Depending on the condition of your teeth, people of any age can have their wisdom teeth extracted. However the preferred age is between 18 to 24 years, when the root has developed to about two-thirds of its full size.

4. What are dry sockets?

Dry sockets arise due to premature loss of blood clot in the empty tooth sockets. It is the most common problem experienced by patients following wisdom tooth surgery. This is more likely in individuals who take birth control pills or smoke.

5. What is the treatment of dry socket?

As part of the treatment, a medicated dressing is placed in the empty tooth sockets. This helps relieve pain and protects the socket from food particles.

6. Is Wisdom Tooth Removal surgery painful?

Mostly not. You will be injected with local anaesthesia to numb the surgical site, so you may not feel any pain. There may be slight pain and discomfort after the procedure.

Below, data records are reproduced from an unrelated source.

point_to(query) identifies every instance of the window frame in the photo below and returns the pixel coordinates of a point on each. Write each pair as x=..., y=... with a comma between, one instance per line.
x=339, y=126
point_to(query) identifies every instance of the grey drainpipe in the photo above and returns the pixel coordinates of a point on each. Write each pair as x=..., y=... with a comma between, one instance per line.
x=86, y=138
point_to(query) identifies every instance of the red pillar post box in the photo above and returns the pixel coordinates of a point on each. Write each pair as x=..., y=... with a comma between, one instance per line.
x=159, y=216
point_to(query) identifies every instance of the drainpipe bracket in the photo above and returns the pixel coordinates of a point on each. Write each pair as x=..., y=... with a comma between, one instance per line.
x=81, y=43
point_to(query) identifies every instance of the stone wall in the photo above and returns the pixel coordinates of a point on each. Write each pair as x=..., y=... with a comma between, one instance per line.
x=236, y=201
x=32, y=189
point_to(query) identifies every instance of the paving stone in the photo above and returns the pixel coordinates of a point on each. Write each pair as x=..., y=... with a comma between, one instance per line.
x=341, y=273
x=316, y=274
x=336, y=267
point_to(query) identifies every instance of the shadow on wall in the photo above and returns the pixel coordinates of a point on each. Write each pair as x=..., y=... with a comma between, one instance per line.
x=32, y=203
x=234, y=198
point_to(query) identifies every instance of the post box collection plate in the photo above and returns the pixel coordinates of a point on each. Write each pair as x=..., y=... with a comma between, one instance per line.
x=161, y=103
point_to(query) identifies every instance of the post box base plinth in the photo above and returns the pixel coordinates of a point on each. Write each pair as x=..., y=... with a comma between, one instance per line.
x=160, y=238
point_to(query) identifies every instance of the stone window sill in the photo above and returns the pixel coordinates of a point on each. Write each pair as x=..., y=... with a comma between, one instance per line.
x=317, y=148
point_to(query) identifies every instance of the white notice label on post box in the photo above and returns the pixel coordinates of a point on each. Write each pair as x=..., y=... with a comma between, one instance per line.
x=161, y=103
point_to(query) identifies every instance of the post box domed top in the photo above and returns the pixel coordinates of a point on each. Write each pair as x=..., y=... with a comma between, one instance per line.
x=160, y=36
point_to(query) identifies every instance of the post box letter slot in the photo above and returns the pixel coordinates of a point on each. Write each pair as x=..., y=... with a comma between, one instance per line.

7. When can I get back to my routine activities?

You get back to your routine activities in about 2 to 48 hours.

8. Is it safe to brush my teeth after the extraction?

Remember to avoid brushing your teeth and gargling for the first 24 hours to heal faster. After a day, you may resume brushing your teeth but be gentle around the surgical site.

9. What do I do if it bleeds?

The first thing to remember is, there may be some minor bleeding for the first day or so. If you notice bleeding, do not rinse but instead apply pressure to the socket for at least 15 minutes by firmly biting on a clean cotton. If the bleeding hasn't stopped after an hour or two, call your dentist right away.

10. What is the difference between wisdom tooth removal and simple extraction?

Wisdom teeth often grow in an angulated position. Extraction may require making a cut in the gum to allow access to the tooth and remove it properly whereas simple removal is typically used when you can actually see the tooth in your mouth and remove it relatively quickly and easily.